Johnny Cash is country music's most famous outlaw, a man who built a career around his rebellious antics on and off the stage. Cash got into a fair amount of public trouble with the law, so it's no surprise that people continue to wonder just how much of a "bad boy" the Man in Black actually was.
Did Johnny Cash get arrested and spend time in prison, or was his reputation simply the result of a carefully constructed public image?
Did Johnny Cash Go To Prison?
Cash's name is synonymous with Folsom Prison, where he recorded a live album and performed his famous single Folsom Prison Blues in front of a live audience of prison inmates and guards.
But did Cash actually spend time inside prison?
Was Johnny Cash Ever Arrested?
Johnny Cash had a history of clashing with law enforcement. He was arrested seven times for various charges, most of which involved intoxication, drugs, or actions taken while under the influence.

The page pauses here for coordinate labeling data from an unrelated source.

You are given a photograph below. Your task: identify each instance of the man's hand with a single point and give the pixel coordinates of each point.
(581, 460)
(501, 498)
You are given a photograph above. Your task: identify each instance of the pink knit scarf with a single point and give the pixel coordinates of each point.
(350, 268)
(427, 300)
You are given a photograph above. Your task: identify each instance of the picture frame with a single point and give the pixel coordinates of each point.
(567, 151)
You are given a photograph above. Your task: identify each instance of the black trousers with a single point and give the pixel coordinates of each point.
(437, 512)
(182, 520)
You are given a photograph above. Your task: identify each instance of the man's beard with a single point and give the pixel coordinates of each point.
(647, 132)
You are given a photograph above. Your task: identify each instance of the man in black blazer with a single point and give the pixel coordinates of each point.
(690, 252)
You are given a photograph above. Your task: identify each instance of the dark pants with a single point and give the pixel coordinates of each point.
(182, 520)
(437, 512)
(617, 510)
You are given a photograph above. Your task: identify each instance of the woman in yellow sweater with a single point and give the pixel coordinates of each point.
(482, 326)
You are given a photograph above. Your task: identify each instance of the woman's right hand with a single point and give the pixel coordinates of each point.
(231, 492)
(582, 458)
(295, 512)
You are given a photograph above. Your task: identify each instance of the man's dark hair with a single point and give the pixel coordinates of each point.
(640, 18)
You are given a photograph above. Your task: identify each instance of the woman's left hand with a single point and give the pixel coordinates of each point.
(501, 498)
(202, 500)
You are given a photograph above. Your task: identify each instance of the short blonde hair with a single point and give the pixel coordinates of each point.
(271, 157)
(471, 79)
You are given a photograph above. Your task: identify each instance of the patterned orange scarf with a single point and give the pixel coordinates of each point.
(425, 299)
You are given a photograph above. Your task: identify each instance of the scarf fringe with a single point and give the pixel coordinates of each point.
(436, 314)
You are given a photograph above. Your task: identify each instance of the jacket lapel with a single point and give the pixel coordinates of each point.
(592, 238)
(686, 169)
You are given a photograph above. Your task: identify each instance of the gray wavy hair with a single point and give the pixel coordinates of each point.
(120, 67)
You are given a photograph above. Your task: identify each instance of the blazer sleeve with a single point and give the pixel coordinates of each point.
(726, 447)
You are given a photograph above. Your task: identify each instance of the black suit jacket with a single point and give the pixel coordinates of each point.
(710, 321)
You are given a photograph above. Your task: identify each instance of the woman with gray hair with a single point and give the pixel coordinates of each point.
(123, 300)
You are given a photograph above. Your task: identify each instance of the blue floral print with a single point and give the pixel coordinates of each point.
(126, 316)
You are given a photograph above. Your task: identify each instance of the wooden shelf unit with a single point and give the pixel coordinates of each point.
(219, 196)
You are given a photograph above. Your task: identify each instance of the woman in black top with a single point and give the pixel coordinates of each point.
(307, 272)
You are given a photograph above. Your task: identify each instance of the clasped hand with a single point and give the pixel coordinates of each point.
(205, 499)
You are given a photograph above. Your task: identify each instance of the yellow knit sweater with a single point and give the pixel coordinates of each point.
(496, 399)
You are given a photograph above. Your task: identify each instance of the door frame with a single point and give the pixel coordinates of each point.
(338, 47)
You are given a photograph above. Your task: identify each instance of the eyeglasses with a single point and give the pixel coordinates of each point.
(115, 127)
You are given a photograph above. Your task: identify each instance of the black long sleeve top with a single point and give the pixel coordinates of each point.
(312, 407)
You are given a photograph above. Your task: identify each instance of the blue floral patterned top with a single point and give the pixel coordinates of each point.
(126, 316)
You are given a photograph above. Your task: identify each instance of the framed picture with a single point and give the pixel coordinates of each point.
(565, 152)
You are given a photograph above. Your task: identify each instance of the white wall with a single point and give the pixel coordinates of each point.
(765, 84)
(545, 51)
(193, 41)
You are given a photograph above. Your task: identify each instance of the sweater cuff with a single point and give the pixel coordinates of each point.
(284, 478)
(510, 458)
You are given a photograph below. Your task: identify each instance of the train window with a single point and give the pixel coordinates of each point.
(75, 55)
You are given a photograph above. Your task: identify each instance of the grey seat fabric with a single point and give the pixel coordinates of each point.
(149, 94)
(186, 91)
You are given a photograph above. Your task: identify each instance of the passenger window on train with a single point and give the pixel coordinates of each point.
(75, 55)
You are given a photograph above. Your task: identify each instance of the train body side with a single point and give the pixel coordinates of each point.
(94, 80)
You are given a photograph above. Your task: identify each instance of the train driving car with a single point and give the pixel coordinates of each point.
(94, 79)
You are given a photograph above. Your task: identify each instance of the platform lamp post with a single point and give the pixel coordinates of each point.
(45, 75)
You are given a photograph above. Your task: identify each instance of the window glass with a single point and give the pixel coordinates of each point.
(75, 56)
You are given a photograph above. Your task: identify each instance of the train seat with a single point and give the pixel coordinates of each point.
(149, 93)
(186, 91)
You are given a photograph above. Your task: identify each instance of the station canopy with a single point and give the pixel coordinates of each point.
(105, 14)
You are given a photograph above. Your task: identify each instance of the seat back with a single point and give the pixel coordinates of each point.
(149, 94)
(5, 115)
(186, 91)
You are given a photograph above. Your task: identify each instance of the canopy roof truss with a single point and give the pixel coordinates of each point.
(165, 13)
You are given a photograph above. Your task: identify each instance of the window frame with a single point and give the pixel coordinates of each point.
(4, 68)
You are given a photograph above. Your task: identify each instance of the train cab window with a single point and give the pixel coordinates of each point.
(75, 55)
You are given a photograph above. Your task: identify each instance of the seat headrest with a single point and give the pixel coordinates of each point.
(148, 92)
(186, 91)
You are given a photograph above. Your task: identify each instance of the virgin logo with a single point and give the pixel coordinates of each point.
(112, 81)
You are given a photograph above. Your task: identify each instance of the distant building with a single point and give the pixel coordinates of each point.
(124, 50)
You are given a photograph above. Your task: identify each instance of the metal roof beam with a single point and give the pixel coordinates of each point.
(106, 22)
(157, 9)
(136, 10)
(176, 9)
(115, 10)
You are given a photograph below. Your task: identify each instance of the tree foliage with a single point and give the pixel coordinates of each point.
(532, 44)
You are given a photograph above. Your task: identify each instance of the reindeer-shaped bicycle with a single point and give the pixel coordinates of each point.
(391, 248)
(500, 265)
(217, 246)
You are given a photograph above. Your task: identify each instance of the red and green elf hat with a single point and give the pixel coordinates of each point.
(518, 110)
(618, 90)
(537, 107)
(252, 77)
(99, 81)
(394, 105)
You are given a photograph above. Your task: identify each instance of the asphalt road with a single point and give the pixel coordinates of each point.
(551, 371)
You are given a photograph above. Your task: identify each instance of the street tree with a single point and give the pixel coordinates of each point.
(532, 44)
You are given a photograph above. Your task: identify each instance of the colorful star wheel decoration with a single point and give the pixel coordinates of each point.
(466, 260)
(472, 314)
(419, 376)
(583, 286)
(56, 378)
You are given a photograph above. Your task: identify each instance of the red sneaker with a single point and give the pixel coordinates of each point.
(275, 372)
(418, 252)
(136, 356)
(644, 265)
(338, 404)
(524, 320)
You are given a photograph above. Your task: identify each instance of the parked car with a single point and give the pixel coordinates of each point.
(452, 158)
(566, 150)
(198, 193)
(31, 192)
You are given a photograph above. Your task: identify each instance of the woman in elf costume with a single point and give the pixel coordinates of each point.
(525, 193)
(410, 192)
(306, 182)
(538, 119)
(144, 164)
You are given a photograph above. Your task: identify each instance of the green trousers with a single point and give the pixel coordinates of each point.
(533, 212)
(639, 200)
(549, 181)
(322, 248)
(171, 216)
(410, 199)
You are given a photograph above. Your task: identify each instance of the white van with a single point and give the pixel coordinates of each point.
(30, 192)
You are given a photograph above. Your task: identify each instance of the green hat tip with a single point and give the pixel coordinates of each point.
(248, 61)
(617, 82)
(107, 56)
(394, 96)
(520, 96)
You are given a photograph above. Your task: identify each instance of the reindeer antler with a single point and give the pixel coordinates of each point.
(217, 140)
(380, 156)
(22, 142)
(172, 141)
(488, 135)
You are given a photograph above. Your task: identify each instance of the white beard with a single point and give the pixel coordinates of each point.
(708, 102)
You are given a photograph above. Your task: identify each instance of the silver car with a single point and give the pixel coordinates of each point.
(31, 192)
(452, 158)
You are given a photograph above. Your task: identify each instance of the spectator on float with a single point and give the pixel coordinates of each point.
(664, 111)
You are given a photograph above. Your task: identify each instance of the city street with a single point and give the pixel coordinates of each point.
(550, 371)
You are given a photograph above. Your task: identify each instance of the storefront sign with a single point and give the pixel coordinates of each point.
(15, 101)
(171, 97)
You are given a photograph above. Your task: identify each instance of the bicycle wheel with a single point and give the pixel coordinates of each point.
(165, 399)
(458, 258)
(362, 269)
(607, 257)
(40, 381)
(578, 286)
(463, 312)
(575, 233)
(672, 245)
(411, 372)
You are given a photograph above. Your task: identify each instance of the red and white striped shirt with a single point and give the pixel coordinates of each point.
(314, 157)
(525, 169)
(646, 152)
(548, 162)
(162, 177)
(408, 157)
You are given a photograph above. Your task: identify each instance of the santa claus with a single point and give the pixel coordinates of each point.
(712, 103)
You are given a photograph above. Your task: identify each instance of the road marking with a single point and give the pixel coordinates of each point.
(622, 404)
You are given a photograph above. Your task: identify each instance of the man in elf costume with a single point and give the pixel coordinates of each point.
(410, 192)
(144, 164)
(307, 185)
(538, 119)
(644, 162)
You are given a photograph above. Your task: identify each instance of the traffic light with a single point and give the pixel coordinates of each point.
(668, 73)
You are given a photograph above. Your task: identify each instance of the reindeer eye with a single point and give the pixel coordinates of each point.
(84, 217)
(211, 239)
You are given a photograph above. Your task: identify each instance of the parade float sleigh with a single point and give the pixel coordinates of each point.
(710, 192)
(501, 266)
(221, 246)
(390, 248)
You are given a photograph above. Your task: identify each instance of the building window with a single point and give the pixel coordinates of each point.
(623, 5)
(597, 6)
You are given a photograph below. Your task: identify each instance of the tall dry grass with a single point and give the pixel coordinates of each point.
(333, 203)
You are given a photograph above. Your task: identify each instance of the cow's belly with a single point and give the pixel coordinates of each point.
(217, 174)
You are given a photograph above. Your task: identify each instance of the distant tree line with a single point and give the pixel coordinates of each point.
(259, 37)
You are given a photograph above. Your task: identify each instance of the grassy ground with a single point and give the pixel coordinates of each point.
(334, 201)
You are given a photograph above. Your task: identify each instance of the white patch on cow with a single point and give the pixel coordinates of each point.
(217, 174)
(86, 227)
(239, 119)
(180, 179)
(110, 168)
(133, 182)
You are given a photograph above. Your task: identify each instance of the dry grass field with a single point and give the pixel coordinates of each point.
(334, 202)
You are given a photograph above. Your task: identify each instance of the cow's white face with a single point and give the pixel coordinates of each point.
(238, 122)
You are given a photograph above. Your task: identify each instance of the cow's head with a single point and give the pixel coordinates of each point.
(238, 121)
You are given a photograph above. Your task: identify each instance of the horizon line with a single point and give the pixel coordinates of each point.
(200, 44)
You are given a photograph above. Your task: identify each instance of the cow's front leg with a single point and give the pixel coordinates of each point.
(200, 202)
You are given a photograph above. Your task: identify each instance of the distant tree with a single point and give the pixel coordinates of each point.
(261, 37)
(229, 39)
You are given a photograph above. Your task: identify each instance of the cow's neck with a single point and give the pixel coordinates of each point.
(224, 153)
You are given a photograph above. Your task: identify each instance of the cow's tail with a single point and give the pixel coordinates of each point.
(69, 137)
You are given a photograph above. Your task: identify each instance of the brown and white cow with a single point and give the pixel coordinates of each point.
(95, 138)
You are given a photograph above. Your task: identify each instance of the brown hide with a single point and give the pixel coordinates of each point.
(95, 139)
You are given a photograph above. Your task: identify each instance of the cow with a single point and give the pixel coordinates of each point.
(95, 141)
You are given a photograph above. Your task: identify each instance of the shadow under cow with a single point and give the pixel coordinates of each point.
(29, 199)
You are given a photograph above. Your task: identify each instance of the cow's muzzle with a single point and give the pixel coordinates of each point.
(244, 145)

His arrest record includes
- Trespassing onto private property to pick flowers (Cash was under the influence)
- Smuggling prescription drugs in his guitar case from Mexico
- Public drunkenness
- Reckless driving
- Drug possession
Despite his run-ins with the law, Johnny Cash never spent more than a single night in local jails.
He was never issued a prison sentence.
Johnny Cash: a Country Rebel Finds a Cause
Cash's numerous arrests, addictions, and marital infidelities were well-known and contributed to his reputation as a rebel and country music outlaw.
After being discovered by Sam Phillips' Sun Records in 1955, Cash rocketed into fame and fortune.
Unfortunately, Cash's fame came with a price. His hard-partying lifestyle and addiction to drugs and alcohol cost Cash his first marriage and negatively affected his career. In 1965, Cash missed an entire 10-day tour, recalled his former manager, Saul Holiff. Shows were routinely canceled in the wake of his arrests.
Johnny Cash continued to fight his battles with addiction for years with the support of his second wife, June Carter Cash.
But Cash's story is ultimately one that ends in redemption, not rebelliousness.
Cash overcame his addictions and eased his hard-partying ways.
With June by his side, Johnny Cash returned to his faith and embarked on a remarkable redemption story. In 1968, Cash recorded Live at Folsom Prison. The album was a success and is credited for reviving Cash's career. That same year, the Johnny Cash Show debuted on TV, and he went on to have continued success in TV, film, and music until his death in 2003.
Johnny Cash's Fight for Prison Reform
Cash may have never spent time in prison for his crimes, but his time spent performing and talking to inmates inspired him to become a champion for prison reform.
He became an outspoken activist for prison reform, spoke to Congress and six different sitting presidents about the issue, donated his own dollars to build a prison chapel, and helped an inmate get early release and a signed record deal.
Johnny Cash's music and public persona spoke of rebellion, hopelessness, and darkness, but also about redemption, hope, and love. And these two sides to Cash—the rebellious Man in Black, arrested, addicted, and unpredictable, and the redeemed Man of God who fought his way out of the dark—connected him to the inmates he performed for.
Cash used his music to reveal the humanity of the men behind bars and his position of influence to fight for better conditions for them.
Johnny Cash may never have served hard time in prison for his crimes, but he spent plenty of time in prison trying to make life a little better for the men living out their own stories of redemption.